The initial assessment has prompted the regulator to launch investigations into 17 operators, five of which could be subject to a licence review.
"It is vital that the gambling industry takes its duty to protect consumers and keep crime out of gambling seriously," outgoing UKGC chief executive Sarah Harrison said. "The Gambling Commission's new strategy sets out our vision for a fairer and safer gambling market. The action we are taking to examine online casino operators' compliance with money laundering and customer interaction requirements is just one example of how we will be relentless in turning that vision into reality.
"As the online sector continues to grow, and now accounts for a third of the British gambling market, it is right that we maintain a sharp focus on online gambling," she continued. "That is why in addition to our work on compliance among online casino operators, we have also been conducting a wider ranging review of online gambling looking at how the market has evolved and to identify where further action can be taken to make gambling fairer and safer for consumers."
The UKGC said that companies were failing to properly carry out due diligence on customers, as required by licence condition 12.1.1, which is designed to prevent money laundering.
"In our initial assessments we found a lack of evidence of ongoing monitoring of customer accounts ," the Commission explained. "We are concerned that where ongoing monitoring of customer accounts is not proactively undertaken both money laundering and/or social responsibility issues go unreported."
The commission said that it found evidence of staff with no formal anti-money laundering training working as Money Laundering Reporting Officers (MLROs). Some were even found to be unable to properly explain what constitutes money laundering, while there was a "general lack of understanding" of how criminal funds could affect a business.
MLROs were also found to be failing to submit Suspicious Activity Reports (SARs) to the National Crime Agency and Financial Intelligence Unit, meaning potentially illegal transactions were processed and not properly investigated.
With regards to problem gambling, the commission found that some operators were failing to act when customers showed signs of problem gambling, in breach of the social responsibility obligations set out in the terms of the UK licence.

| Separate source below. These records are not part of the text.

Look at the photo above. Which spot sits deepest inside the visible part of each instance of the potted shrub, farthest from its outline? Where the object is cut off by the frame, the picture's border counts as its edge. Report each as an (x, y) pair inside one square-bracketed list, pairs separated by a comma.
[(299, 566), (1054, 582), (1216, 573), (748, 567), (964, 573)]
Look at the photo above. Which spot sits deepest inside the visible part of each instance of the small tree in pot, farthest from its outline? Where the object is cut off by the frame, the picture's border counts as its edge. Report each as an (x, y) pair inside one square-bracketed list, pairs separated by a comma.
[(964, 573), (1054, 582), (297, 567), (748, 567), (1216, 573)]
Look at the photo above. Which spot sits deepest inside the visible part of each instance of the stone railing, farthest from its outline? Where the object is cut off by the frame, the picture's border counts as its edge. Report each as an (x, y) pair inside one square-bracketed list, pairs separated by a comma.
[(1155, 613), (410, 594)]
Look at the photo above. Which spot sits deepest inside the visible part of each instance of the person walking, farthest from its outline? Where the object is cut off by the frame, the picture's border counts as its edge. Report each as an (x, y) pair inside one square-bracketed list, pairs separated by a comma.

"We reviewed a large number of customer accounts during the assessments and identified potential signs of problem gambling based on consumers’ gambling pattern and spend," the UKGC said. "In many cases however this behaviour did not trigger a customer interaction. Customer account records did not show any evidence of customer interactions taking place and operators were of the view that these customers did not raise any concerns."
The UKGC has urged all companies to review their anti-money laundering and social responsibility controls to ensure they fully comply with the licence terms.